Possibilities to represent knowledge

The explicit representation of knowledge is a necessary requirement for pattern analysis systems . In contrast to artificial intelligence , however, the problems of uncertain input data and competing hypotheses arise, so that the control of system activities is of great importance. In addition to AI methods, database systems for organizing knowledge and storing intermediate results are also considered. Various calculi such as fuzzy logic or Bayesian networks are used to evaluate hypotheses .

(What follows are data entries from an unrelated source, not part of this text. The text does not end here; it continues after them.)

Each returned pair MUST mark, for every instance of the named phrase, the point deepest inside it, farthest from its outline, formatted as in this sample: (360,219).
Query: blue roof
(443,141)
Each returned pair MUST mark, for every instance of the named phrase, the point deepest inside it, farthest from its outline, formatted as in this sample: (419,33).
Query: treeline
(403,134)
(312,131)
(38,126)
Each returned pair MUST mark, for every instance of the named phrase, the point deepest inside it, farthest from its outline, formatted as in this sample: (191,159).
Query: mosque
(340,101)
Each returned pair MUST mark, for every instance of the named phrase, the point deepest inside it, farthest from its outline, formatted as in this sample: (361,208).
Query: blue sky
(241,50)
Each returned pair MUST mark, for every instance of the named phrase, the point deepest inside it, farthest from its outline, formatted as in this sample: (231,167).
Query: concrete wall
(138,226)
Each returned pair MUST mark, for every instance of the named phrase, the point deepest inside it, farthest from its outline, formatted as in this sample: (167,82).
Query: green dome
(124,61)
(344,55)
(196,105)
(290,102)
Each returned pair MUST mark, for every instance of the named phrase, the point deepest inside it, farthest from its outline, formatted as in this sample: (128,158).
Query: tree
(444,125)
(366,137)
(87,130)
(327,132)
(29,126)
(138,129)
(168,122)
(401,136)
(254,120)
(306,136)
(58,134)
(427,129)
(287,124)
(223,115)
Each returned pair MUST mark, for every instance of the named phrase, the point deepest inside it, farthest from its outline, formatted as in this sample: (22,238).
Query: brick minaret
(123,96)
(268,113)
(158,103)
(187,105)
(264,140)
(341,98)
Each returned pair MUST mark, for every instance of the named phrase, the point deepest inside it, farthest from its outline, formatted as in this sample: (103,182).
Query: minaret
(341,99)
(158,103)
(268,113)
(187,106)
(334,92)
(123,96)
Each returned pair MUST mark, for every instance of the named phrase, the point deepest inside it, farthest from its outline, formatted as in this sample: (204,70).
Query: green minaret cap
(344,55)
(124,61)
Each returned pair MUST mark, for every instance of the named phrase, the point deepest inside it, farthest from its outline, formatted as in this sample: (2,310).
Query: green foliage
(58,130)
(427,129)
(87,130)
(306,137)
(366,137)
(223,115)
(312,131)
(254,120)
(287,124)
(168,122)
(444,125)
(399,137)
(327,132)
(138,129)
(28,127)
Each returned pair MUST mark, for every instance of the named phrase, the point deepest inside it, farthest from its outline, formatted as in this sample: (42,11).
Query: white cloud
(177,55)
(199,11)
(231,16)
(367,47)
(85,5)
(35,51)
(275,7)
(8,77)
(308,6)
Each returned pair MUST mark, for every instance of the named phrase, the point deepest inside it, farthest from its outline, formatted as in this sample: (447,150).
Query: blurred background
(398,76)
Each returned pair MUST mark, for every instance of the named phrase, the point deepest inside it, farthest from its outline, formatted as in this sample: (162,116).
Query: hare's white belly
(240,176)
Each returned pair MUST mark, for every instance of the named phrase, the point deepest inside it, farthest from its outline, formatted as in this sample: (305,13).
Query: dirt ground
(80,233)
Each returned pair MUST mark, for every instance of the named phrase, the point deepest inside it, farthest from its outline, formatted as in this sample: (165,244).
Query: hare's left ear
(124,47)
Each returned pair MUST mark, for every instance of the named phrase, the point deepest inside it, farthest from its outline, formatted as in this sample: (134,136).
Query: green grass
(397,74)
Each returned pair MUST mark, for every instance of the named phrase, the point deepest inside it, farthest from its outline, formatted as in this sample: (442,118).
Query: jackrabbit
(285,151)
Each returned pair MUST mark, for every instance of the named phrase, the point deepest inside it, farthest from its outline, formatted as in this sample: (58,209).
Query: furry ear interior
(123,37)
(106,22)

Qualitative relational representation options

General formalisms of representation

In general, semantic networks are often used because they can be used to build up knowledge bases intuitively and clearly . Furthermore, knowledge representation languages ​​such as KL-ONE , frames or predicate logic are often used.

Speech data analysis

Formal grammars and automata are often used in the field of speech data analysis. For example, the syntactic structure of textually represented language can be efficiently checked for correctness with regard to an LR grammar with an LR parser , in combination with feature structures at the same time the congruence of sentence fragments with regard to case, gender and number by unification .

Image data analysis

The semantic network language offers a special (language) and image data analysis method.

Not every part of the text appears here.